General Lab Information

Computation and Data-Driven Discovery (C3D): Components

Photo of QCD simulation

Lattice Quantum Chromodynamics

Lattice Quantum Chromodynamics (Lattice QCD) simulates the interaction between quarks and gluons using Monte Carlo methods based on the theory of Quantum Chromodynamics. Lattice QCD has been successfully applied to study the QCD phase transition, CP violation, hadron structure and various other important topics in theoretical nuclear and high energy physics.

Lattice QCD calculations have been performed on the world’s fastest supercomputers, from the in-house QCDSP and QCDOC supercomputers at BNL, to Mira – the BlueGene/Q supercomputer at Argonne National Laboratory. With the growing computing power, the amount of data Lattice QCD generates is also exploding.

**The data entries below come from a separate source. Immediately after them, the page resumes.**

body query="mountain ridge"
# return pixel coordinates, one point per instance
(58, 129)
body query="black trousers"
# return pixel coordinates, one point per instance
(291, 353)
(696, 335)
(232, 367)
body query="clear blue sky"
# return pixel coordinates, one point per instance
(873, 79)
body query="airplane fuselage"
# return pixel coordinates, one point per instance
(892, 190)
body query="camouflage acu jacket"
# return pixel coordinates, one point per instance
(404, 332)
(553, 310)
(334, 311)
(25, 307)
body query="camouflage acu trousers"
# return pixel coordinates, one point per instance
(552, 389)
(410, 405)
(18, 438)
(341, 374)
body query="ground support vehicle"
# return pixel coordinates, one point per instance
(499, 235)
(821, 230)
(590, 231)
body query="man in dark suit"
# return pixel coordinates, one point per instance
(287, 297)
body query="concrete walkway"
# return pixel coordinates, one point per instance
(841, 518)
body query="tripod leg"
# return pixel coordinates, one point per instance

Some of these data can be recycled for new calculations when new ideas come along and can be shared with researchers without access to a large amount of computing power to speed up their calculations. However, data storage and retrieval have been difficult, since the amount of reusable data generated is quickly approaching the petabyte scale.

The goal for Lattice QCD in the Center for Data-Driven Discovery is to archive these intermediate data, including the gluon field configurations, the quark propagators and the Dirac eigenvectors, and have an efficient retrieval mechanism so that these costly data can be easily shared with the community.